I do not know if the priest’s name was DeFriend, or De Vriend, but I do remember how jolly he was, and how he kidded me about the loose knot of marriage we Baptists had, and he said he tied his couples in hard knots of marriage. So no divorces. I miss all these who added so much to my life.
A White Christmas
Only on a very few occasions have we had snow before Christmas, since it always seemed to be January or February before the heavier snows came. So we had to just dream of a “White Christmas.”
A Phone Call
About 40 years ago, the phone would ring at my home a few days before Christmas and a voice would ask to speak to John or Suzanne. He identified himself as “Santa Claus” and told them he was checking to see if they had been good or bad. And of course, they assured him they had been perfect little angels. He always used the telephone at the Banks Craton home. Often I remember that gentle Santa Claus, and I miss that phone call.
When Suzanne was six, she was scheduled for a tonsillectomy over the Christmas holidays. She had asked Santa for a ring. Somehow he heard about it, because it mysteriously appeared on the hearth of our chimney just a few days before her surgery.
Christmases were never happier to us than when we listened to the wants of our children and tried to provide enough of their wants to make them happy.
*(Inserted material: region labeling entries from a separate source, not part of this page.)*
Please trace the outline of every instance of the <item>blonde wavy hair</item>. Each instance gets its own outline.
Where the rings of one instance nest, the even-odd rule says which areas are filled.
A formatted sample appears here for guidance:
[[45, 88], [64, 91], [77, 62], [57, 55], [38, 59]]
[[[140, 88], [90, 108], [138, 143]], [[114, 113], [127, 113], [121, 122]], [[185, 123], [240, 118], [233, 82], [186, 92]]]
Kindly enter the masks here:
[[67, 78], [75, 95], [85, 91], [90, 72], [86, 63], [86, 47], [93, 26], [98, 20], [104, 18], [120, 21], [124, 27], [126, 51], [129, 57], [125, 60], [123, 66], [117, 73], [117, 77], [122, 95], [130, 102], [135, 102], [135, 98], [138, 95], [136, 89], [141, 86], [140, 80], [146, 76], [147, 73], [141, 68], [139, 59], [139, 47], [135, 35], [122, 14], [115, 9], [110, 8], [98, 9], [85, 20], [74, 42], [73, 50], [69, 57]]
The movies we made of those Christmases are so precious to me.
I miss the decorations in and around my home that have always been a part of my Christmas. This year, I have been physically unable to assemble all of them. Only the coffee table holds my little nativity scene, and the mantel with my large nativity scene, along with some of my little angels that I made. And with the pretty little white crocheted church and angel that my neighbor, Mrs. Ruby Baker, gave me. This is just another concession to age that I have had to acknowledge. I still did most of my baking, beginning at Thanksgiving and freezing as I made something, limiting the quantities that I bake, and cutting down on the variety. There are friends that mean so much to me and a cookie speaks so much more eloquently than I can. I think it is Pillsbury flour that has the slogan “Nothin’ says lovin’ like something from the oven.”
I miss being a part of my church’s activities, of hearing the Christmas music, and the class and department Christmas parties. Most of all, I miss the Christian fellowship that has been a part of my life here for more than 70 years.
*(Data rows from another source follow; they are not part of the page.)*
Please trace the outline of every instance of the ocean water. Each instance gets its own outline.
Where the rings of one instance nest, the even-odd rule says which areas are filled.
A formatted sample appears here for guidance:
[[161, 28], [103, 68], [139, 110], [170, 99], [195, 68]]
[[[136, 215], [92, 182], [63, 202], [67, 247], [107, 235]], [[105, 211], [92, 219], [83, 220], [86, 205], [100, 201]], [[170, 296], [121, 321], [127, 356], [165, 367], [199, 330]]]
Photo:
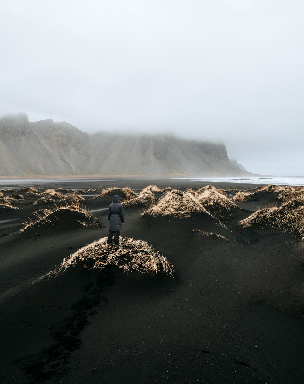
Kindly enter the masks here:
[[195, 180], [205, 182], [233, 183], [234, 184], [273, 184], [279, 185], [304, 185], [304, 176], [253, 176], [231, 177], [178, 177], [179, 179]]
[[[112, 181], [115, 185], [116, 177], [50, 177], [41, 178], [36, 179], [7, 179], [0, 177], [0, 189], [3, 188], [14, 188], [19, 187], [21, 188], [24, 185], [27, 187], [41, 186], [43, 184], [47, 184], [48, 185], [54, 184], [55, 185], [58, 183], [64, 184], [69, 184], [73, 182], [98, 182], [102, 184], [104, 181]], [[151, 177], [144, 178], [145, 180], [149, 182], [150, 179], [156, 180], [157, 179], [161, 179], [161, 177], [155, 177], [151, 176]], [[212, 184], [213, 182], [219, 183], [233, 183], [234, 184], [259, 184], [267, 185], [269, 184], [276, 184], [281, 185], [304, 185], [304, 176], [262, 176], [256, 175], [255, 176], [248, 177], [165, 177], [168, 180], [172, 179], [173, 180], [195, 180], [198, 181], [202, 181], [207, 182], [208, 184]], [[126, 177], [126, 185], [128, 182], [131, 182], [132, 180], [136, 180], [136, 178]], [[119, 178], [120, 180], [124, 179]], [[87, 195], [87, 196], [88, 195]]]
Some poet said, “it is better to have loved and lost than never to have loved at all.” Maybe that is true, but there is such a loneliness on holidays such as Thanksgiving and Christmas, when I miss the love of the family that has now gone on “Home.”
Years ago, a column appeared in the Shreveport Times entitled, “Dr.Alvarez,” and he had been a doctor at the Mayo Clinic. He described the old age maladies as “death keeps taking little bites out of me.” And so that must be what happens to me each year as I grow weaker and more unable to do the physical things I loved to do. I suppose I should be glad that I can remember how it used to be and be thankful for memories.
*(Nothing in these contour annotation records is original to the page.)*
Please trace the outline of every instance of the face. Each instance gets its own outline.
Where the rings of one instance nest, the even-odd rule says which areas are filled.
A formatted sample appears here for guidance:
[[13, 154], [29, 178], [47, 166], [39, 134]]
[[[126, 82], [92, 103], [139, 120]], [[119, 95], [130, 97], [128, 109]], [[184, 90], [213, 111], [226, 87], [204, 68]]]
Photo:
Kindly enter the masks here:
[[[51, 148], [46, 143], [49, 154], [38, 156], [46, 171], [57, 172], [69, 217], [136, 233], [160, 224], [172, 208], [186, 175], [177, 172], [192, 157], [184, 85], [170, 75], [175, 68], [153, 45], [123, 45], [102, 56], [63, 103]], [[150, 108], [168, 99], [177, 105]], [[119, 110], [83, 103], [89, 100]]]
Please forgive this old lady for being so sentimental this Christmas and remember, as the paper said “Life is a journey and memories are the souvenirs” and so I have lots of souvenirs. Remember along with me, will you?
Juanita Agan submitted a weekly column to the Press-Herald for more than 15 years until her death in 2008. She was a resident of Minden since 1935. The Press-Herald is republishing select articles from Mrs. Agan’s Cameos column every Wednesday.